I never put a true finish on Cocobolo I sand it up to 3000 Sometime I will use a little wax. But I like it bare....


Dave


----------



## APBcustoms (Jul 22, 2014)

Everybody has trouble with it some people use acetone then finish it. My style is ca glue even works well on flat work if it's really thin. Also beeswax and shellawax works well


----------



## Blueglass (Jul 22, 2014)

The couple things I have done have required supreme patience. The CD rack I made took 3 months for the first coat of Tru oil to dry. Then one month, then a couple weeks... 

The drum with thinner accents still took a few weeks for the first coat to dry.

I've read water based finishes are easier?


----------



## Foot Patrol (Jul 22, 2014)

I like it in its natural state. I hand sand to 2000 - 3000 grit and then buff. I love the feel of it in a knife handle.

Reactions: Agree 1


----------



## SENC (Jul 22, 2014)

I like polishing it as-is and taking advantage of the natural oils, but I've successfully used a tung oil finish (do a search here on tung oil and you'll find several application methods and tips) and have also done CA finishes. For CA finishs over oily woods, I wipe down with acetone after sanding and before CA application.

Reactions: Agree 1


----------



## HomeBody (Jul 22, 2014)

I used Tru oil on acetoned cocobolo once and it turned rancid after a year or so. Gary


----------



## Tim Carter (Jul 23, 2014)

Lacquer and shellac work well on cocobolo. I also have had good results with tung oil and Watco.


----------



## Charles Neil (Jul 25, 2014)

some rattle can lacquer works well..


----------



## eaglea1 (Sep 24, 2014)

Try Call-Coat, works good on Coco and Bocote


----------



## Schroedc (Sep 24, 2014)

For Coco I'll sand it to 3000 and then buff it bare and then apply some Mylands Hi-Build or even just a little carnuba wax.


----------



## Mike Jones (Sep 24, 2014)

For knife handles, pistol grips, tool handles, and similar projects, cocobolo can stain the hands red if it is not sealed. 
(And some people get an allergic reaction to it also) Any of the traditional wood finish types can be used if you wash the surface before coating. Any solvent that cuts oil/grease can be used for the wash.

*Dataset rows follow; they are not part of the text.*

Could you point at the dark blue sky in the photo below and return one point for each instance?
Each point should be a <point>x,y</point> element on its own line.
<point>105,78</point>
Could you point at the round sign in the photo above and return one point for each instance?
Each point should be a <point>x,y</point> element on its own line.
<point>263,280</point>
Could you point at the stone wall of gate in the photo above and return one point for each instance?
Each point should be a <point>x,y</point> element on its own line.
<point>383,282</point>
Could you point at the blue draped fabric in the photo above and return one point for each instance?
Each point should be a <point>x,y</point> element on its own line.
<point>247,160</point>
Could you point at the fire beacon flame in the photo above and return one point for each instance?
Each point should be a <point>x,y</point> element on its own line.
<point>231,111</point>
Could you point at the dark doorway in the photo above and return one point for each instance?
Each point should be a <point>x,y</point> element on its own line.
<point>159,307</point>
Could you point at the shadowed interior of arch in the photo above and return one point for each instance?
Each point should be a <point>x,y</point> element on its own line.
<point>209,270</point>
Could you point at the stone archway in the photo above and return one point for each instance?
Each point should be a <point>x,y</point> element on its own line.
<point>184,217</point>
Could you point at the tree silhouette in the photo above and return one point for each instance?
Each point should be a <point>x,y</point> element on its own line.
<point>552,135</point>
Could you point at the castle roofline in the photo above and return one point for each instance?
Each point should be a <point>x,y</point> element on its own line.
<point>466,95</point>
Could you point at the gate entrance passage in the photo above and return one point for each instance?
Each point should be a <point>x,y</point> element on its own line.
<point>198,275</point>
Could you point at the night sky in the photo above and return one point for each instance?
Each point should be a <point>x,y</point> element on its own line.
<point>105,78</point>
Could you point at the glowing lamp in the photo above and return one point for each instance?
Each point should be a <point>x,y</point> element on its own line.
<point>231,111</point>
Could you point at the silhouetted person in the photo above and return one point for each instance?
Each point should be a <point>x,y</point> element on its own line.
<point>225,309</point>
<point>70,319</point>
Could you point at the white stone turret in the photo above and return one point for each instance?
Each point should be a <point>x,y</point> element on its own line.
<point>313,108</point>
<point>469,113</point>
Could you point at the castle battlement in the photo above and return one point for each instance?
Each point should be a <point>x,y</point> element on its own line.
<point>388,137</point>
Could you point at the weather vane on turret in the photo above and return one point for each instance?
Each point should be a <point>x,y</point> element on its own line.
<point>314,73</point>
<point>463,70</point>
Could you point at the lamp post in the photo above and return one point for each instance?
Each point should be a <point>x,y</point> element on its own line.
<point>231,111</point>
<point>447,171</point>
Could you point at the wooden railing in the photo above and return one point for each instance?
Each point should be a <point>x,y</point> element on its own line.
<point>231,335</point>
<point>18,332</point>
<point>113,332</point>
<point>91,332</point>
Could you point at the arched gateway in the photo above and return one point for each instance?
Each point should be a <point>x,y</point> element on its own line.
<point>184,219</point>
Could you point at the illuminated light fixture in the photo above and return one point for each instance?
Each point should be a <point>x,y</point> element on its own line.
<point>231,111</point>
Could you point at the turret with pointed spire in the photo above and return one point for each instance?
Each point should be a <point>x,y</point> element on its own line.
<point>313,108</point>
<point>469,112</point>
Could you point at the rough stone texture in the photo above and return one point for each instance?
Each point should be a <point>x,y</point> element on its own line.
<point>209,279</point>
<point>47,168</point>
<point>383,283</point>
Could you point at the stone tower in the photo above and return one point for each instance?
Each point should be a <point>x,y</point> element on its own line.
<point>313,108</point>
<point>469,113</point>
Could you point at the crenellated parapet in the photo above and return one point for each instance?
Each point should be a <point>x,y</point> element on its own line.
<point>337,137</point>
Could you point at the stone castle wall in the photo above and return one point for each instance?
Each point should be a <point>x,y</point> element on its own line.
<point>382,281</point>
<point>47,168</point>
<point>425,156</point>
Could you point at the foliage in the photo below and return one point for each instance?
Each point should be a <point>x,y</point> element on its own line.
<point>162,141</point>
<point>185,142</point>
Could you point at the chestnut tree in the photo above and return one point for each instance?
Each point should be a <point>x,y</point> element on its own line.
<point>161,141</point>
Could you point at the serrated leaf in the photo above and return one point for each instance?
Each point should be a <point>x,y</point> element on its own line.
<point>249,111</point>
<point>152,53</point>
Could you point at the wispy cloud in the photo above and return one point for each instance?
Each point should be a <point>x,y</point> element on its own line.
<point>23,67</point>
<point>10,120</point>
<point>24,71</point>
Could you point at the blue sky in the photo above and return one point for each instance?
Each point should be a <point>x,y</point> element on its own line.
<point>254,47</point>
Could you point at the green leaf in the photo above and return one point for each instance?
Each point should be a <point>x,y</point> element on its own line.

Reactions: Agree 1 | Funny 1


----------



## The PenSmith (Nov 8, 2014)

Cocobolo is an oily wood, I have used two methods to get a good finish. One is wipe the wood with Acetone, it cleans the wood of all the oils and allows your finish of choice to dry. Method two, as mentioned above, is CA glue, it provides a great barrier between the wood and the finish. In both cases I used lacquer as a topcoat and it's working wonderfully and lasted much longer than other finishes.


----------



## phinds (Nov 9, 2014)

A couple of coats of dewaxed shellac and you can then put on poly or more shellac with no trouble. You HAVE to start with dewaxed shellac though. Acetone may work some of the time, but I wouldn't count on it all of the time.


----------